Ahora mismo, al ver que sube en Bolsa el papel municipal, precisamente cuando el Ayuntamiento está sin regidores o administradores, el buen ciudadano llega a la lógica conclusión de que, para ser completamente feliz, nada hay como la ausencia de gobierno.

Otro botón de muestra, que es como un cartucho puesto en los cimientos del templo de Dagón, que nos cobija a todos los filisteos: la elevación a quince céntimos del precio de los periódicos.

Habíamos quedado el año pasado o el anterior, desde que se dobló el valor de los timbres postales, en que la peseta apenas valía intrínsecamente cuatro perras gordas.

Imponía ello una política de precios bajos, para revalorizar y sanear la divisa nacional o curarle cuando menos la anemia aguda que la aqueja.
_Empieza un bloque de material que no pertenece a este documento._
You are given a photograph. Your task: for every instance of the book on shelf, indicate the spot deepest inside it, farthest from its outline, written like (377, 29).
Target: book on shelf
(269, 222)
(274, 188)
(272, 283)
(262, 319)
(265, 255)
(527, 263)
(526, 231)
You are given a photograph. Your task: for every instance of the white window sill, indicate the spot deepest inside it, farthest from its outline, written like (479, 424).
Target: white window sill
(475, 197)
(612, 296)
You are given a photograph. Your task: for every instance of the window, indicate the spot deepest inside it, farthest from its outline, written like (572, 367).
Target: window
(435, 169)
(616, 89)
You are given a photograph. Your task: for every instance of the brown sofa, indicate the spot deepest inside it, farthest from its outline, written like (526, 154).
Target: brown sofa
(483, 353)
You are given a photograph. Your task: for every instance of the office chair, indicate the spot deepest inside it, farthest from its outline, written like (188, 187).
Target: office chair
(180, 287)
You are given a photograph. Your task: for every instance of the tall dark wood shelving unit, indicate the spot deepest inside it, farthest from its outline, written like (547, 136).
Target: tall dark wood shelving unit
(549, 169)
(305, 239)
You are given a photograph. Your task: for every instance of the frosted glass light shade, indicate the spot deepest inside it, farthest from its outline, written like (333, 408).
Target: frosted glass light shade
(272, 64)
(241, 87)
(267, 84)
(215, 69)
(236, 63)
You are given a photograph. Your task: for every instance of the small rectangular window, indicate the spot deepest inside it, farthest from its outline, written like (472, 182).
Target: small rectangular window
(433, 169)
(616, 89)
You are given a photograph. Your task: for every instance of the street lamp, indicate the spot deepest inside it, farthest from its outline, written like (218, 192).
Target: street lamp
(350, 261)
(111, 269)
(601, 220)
Pues como si al Estado le corriese prisa que se arruine el país, interviene en los cambios, no para prestigiar el dinero, sino para derrumbarlo y descalabrarlo más de lo que ya lo estaba el pobrecito.

Si nosotros fuéramos accionistas del Banco de España o del de Inglaterra, este desbarajuste político, económico y financiero universal no nos dejaría dormir muchos ratos.

Como somos más amigos del anarquista de Tarrasa que de Combó y de Morgan, contemplamos el curioso espectáculo tranquilamente y estamos esperando sin desazón a ver qué pasa.